Ces craintes ont été alimentées par des déclarations de Mohammed Ghanem, un dirigeant des Frères musulmans égyptiens (opposition), qui a appelé à "bloquer le canal de Suez et à stopper les fournitures de gaz et pétrole", dans une déclaration à la TV iranienne en arabe Al-Alam.
Selon le quotidien économique israélien Globes, le ministère des Infrastructures nationales avait déjà effectué en juin dernier un exercice pour se préparer à une "situation d'urgence" en cas d'interruption des approvisionnements de gaz égyptien. A la suite de ce test, "plusieurs recommandations ont été formulées pour faire face à une tel scénario", a précisé Globes.
En décembre, quatre entreprises israéliennes ont signé des accords d'achat de gaz égyptien sur une période de 20 ans pour un montant évalué entre cinq et dix milliards de dollars.

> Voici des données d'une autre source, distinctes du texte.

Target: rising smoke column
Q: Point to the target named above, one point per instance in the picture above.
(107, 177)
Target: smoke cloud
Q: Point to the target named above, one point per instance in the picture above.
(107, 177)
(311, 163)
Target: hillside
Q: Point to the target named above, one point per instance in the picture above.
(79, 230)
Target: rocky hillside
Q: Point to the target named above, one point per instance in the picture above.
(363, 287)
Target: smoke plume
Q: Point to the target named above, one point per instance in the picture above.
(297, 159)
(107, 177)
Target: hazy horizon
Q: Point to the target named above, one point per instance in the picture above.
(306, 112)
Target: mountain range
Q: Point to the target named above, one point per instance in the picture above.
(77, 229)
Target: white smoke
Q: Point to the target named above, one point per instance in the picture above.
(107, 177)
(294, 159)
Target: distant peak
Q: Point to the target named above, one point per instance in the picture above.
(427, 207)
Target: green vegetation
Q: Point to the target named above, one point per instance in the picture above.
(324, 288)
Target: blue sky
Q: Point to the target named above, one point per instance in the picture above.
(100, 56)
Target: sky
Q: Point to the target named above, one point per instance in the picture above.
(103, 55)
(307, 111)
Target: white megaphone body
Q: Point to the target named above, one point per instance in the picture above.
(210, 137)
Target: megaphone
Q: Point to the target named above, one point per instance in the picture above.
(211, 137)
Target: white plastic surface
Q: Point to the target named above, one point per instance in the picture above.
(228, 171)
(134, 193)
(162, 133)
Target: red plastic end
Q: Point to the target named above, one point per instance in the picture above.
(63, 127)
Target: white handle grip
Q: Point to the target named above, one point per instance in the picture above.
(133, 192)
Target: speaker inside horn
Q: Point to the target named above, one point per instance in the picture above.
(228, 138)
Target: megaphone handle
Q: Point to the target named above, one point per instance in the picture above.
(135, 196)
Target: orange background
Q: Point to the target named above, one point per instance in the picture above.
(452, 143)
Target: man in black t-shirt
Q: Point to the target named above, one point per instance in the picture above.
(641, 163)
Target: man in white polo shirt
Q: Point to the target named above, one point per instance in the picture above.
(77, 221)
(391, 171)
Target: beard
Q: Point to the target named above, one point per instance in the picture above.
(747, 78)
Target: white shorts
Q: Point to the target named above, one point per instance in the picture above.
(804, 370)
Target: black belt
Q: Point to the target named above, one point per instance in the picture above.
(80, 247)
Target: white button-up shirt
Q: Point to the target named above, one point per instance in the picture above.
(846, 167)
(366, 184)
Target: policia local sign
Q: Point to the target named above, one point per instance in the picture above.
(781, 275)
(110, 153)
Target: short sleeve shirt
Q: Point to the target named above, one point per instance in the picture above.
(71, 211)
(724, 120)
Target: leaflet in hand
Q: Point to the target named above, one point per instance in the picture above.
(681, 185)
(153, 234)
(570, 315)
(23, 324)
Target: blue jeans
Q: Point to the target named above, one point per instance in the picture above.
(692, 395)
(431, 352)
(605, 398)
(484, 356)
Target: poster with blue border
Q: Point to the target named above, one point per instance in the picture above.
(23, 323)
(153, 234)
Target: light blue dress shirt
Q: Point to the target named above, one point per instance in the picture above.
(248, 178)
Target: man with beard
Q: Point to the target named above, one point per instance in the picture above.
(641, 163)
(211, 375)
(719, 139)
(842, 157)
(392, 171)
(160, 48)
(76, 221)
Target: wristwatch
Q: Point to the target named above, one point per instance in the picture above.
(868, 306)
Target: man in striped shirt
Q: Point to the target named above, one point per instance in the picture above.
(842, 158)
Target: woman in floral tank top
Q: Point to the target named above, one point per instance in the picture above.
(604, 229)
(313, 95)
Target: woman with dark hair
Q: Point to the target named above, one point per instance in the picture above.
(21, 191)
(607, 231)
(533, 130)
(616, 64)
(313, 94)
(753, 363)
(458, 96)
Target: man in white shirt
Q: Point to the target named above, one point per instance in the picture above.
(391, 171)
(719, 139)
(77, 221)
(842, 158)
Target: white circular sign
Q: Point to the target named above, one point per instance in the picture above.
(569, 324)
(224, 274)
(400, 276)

Avec ces nouveaux contrats, le groupe israélo-égyptien East Mediterranean Gas (EMG), qui avait déjà passé une série de contrats avec des entreprises israéliennes depuis 2005, va fournir à l'Etat hébreu un total de six milliards de m3 de gaz pour une valeur de 19 mds USD.
La fourniture de ce gaz, censée démarrer durant le premier semestre 2011, doit permettre le fonctionnement de trois centrales électriques privées.
Yossef Maiman, le patron d'Ampal, le principal actionnaire israélien d'EMG, se veut rassurant: "Les intérêts stratégiques et financiers de l'Egypte ne changeront pas, quels que soient les évènements internes", a-t-il assuré, en soulignant que "la fourniture de gaz égyptien aux clients étrangers continue normalement".
Mais d'autres associés israéliens au sein d'EMG, notamment des compagnies d'assurances, ne sont qu'à moitié convaincues. "Yossef Maiman fait preuve d'optimisme, mais il n'est pas certain que cela soit justifié", a estimé un associé cité par le quotidien économique Calcalist.
Au plan politique, Ouzi Landau, membre du parti ultra-nationaliste Israël Beiteinou, considère que les risques de déstabilisation en Egypte justifient son opposition à un projet du gouvernement Netanyahu de doubler les impôts et royalties sur les bénéfices tirées de Tamar et Léviathan.
Le seul gisement gazier israélien actuellement exploité sera épuisé en 2013 et M. Landau veut s'assurer que Tamar prendra le relais à temps. Mais les investissements de trois mds USD nécessaires au développement de Tamar sont gelés en raison des incertitudes fiscales.
Les entreprises israéliennes ainsi que le partenaire américain Noble Energy et les banques impliquées dans le projet traînent les pieds et font pression sur le Premier ministre Benjamin Netanyahu et le Parlement pour qu'ils abandonnent leurs projets de taxer l'exploitation des ressources naturelles.
Mais le ministère des Finances ne veut rien entendre. "Un alourdissement de la fiscalité est encore plus justifié. Un éventuel arrêt des approvisionnements égyptiens risquerait de conférer un quasi monopole à Tamar et la possibilité pour les entreprises impliquées de fixer les prix", plaide un responsable des Finances.